Joanna Blythman on obesity
THE unthinkable has happened. A boy has been taken into care in Lothian because he is obese. In Dundee, another family has been warned that its six children will face the same treatment unless they slim down.
This is a disturbing precedent. If it turns into a trend, then the implications are as enormous as the scale of the problem.
Start cracking down on families of fatties in this way, and all our care homes will be bulging at the seams. There are so many overweight and obese kids these days, it no more makes sense to take them into care than it does to incarcerate everyone who ever got a parking ticket.
As with prisons when they are overcrowded, we would have to keep children in police cells, or in temporary army camps. There would not be enough foster parents to go around. We would have to offer new ones incentives - dangling the promise of a fat kids attendance allowance or similar. Even then, most of the recruits would be on the fat side.
What a badly thought-out reaction. It's true that being fat can blight your life, that people who balloon as children tend to retain that burden throughout their lives. We are all familiar by now with the frightening litany of chronic disease precipitated by excess kilos, so there's no need to scare ourselves silly with that little lot again.
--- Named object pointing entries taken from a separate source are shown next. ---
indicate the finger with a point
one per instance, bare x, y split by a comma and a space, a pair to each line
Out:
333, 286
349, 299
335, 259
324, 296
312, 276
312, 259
But to take children away from their parents solely on these grounds surely gives new meaning to the word "disproportionate".
What are the social work bosses thinking of? Breaking up families is a grave power of last resort. You can bet your bottom dollar that most kids would rather stay with their parents, however poor or inadequate, than be institutionalised or looked after by strangers.
Letting a child become too fat is a sin of indulgence, of passive neglect, perhaps. But up there in the bad parenting stakes, it hardly rates with forcing children to witness their mother being beaten up every other day.
It's all very well for the powers that be to come over all sanctimonious about rescuing children from a daily diet of doughnuts, Kentucky Fried Chicken and Irn-Bru, but have social work bosses studied the pantries of the care homes over which they preside? I'll wager that they are serving up the same old diet of junk that turns up in most institutional catering.
I don't expect that kids taken into care on obesity grounds will be snacking away on Bircher muesli, smoothies and brown rice. More like microwaved sausage rolls, beans, and a pile of reconstituted, thoroughly deep fried, potato products.
Let's face it, Britain can't even manage to feed people in hospital right, even when they are sick and vulnerable. If your illness or MRSA doesn't get you, then the hospital food is the next likely assassin. Why should care homes be any better?
Parents of fat kids can legitimately use the same excuse as the rest of us - it is so terribly easy to become fat in Britain. We live in an obesogenic culture. Healthy food is the exception, rather than the rule.
If you just eat what everyone else eats, and take advantage of the popular food options that are regularly presented to you, then there is a very strong chance that you'll be joining that growing band of compatriots mail-ordering joggers in XXXL-plus sizes, along with Mini-Me versions for the kids, because nothing else fits.
It's almost as if there is a national conspiracy to make the population fat. Bad food is woven into the structure of daily life. Going for a swim? Or a workout? That's good for your health, isn't it?
Well, yes - as long as you ignore the vending machine loaded with fizzy drinks and sweets. Want to read a newspaper and keep abreast of national and world events like a decent, participating citizen? Then you'll be walking into a shop with a wall of confectionery, crisps and garish liquids misleadingly called "juice". Step into a supermarket, and you enter super-sized Three-For-Two land.
It has never been so easy to overconsume, or required so little shopping and cooking effort to clock up the calories.
What can we do, short of taking 50% of the population into care for their own good? Before we apply swingeing sanctions to the most hapless of our fatties, we owe it to them to get the big structural conditions right.
If we had free school meals (as being piloted in Scotland); health-promoting, sustaining hospital and residential home food; prison grub that left inmates calmer, happier and less nutritionally challenged and if we could be sure that everyone in Scotland had a decent, affordable supply of fresh fruit and vegetables within walking distance, then we would be in a better moral position to get heavy with repeat offender fatties.
Without these measures being put in place, we are just penalising the most hapless for society's collective failure to create a climate that encourages good food. That leaves children crying themselves to sleep at night and achieves precisely nothing.